Tuesday, May 19, 2015

Of Artichokes: recipes from 1653.


The preparation of globe artichokes is an intimidating idea to many otherwise enthusiastic and skilled cooks, who then resort to buying them in cans and jars instead. Eaters too, are a bit puzzled by this interesting member of the thistle family, as the following quotations suggest:

Eating an artichoke is like getting to know someone really well.  Willi Hastings

Life is like eating artichokes, you have got to go through so much to get so little.  Thomas A Dorgan.

After all the trouble you go to, you get about as much actual 'food' out of eating an artichoke as you would from licking 30 or 40 postage stamps. Miss Piggy

In the past, artichokes were particularly valued for their supposed medicinal qualities, and could have been said to be the “little blue pill” of the sixteenth and seventeenth centuries, if the following writers of the time were correct:

… it has the virtue of . . . provoking Venus for both men and women; for women making them more desirable, and helping the men who are in these matters rather tardy.
Bartolomeo Boldo, Book of Nature (1576)

… they do mightily stir up lust by increasing seed, and therefore are good for married persons who are weak in the act of generation.
Robert Turner: The British Physician, 1687.

I see a sudden surge in artichoke sales if that bit of old knowledge goes viral.

There were several recipes for the artichoke in yesterday’s source, A Book of Fruits and Flowers, published in London in 1653. Here they are:

Of Hartichoakes.


How to make a Hartichoake Pye.
Boyle your Hartichoakes, take off all the leaves, pull out all the strings, leaving only the bottoms, then season them with Cinamon and Sugar, laying between every Hartichoake_ a good piece of Butter; and when you put your Pye into the Oven, stick the Hartichoakes_
with slices of Dates, and put a quarter of a pint of White-wine into the Pye, and when you take it out of the Oven, doe the like againe, with some butter, and sugar, and Rose-water, melting the butter upon some coales, before you put it into the Pye.

To keep Hartichoakes for all the yeare.
The fittest time is about _Michaelmas_, and then according to the proportion of Hartichoakes you will keep, seeth a quantity of water in a pot or pan, seasoning it so with white salt that it may have a reasonable tast, then put a fit quantity of white salt into the water, and boyle them together, and scum them well; then put a good quantity of good Vineger to them, to make the liquor somewhat sharp, and boyle it again, then parboyle your Hartichoakes that you mind to keep, in another liquor, take them out of it, and
let them coole, then set your first liquor againe on the fire to boyle, and scumming it throughly, let it coole againe; when it is throughly cold, put it up in some firkin, or large earthen pot, and put in your Hartichoakes to them handsomely, for bruising them; then cover them close from the aire, and so keep them to spend at your pleasure.

To Preserve Hartichoakes.
Heat water scalding hot first, then put in your Hartichoakes and scald them, and take away all the bottomes, and leaves about them, then take Rose water and Sugar and boyle them alone a little while, then put the Hartichoakes therein, and let them boyle on a soft fire till they be tender enough, let them be covered all the time they boyle, then take them out and put them up for your use.

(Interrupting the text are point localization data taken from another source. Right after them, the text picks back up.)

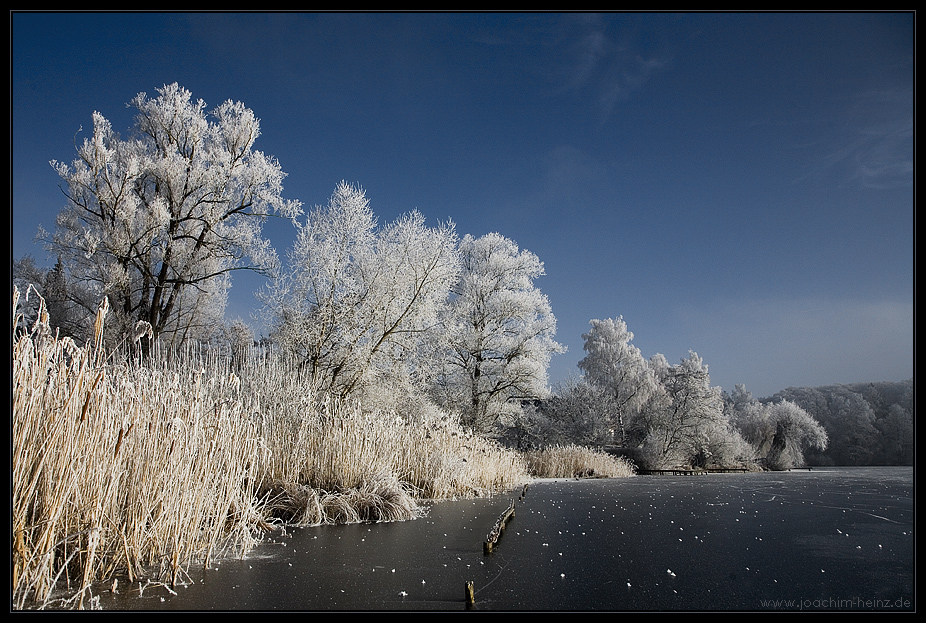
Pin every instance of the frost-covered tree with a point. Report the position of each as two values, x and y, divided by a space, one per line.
158 221
359 299
498 333
780 433
617 368
684 418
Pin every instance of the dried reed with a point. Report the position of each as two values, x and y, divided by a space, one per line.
123 466
571 461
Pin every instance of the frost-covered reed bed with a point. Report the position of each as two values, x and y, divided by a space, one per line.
568 461
123 467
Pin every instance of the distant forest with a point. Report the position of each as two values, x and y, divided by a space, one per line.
867 423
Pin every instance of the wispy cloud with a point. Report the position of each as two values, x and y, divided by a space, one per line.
872 145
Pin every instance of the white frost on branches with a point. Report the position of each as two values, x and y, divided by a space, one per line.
158 221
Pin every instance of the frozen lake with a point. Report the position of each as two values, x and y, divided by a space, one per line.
829 539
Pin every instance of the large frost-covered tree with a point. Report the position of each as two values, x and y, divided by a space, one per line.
498 333
617 368
359 299
779 432
158 221
685 420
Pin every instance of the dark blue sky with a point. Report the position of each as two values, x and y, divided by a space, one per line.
740 185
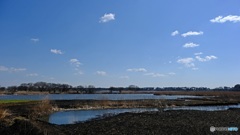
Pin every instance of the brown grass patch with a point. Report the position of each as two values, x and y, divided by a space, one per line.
44 107
4 113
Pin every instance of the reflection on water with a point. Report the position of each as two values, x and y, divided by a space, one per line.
70 117
94 97
204 108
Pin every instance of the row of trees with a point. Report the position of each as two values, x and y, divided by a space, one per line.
65 88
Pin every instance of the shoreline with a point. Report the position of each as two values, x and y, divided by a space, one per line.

To make a maid [made] dish of Hartechoakes.

Take your Hartichoakes and pare away all the top, even to the Meat, and boyle them in sweet Broth till they be somewhat tender, then take them out, and put them in a dish, and seeth them with Pepper, Cinamon, and Ginger, then put them in the dish you mean to bake them in and put in marrow to them good store, and so let them bake, and when they be baked, put in a little Vineger and Butter, and stick three or four leaves of the Hartichoakes in the dish when you serve them up, and scrape Sugar upon the dish.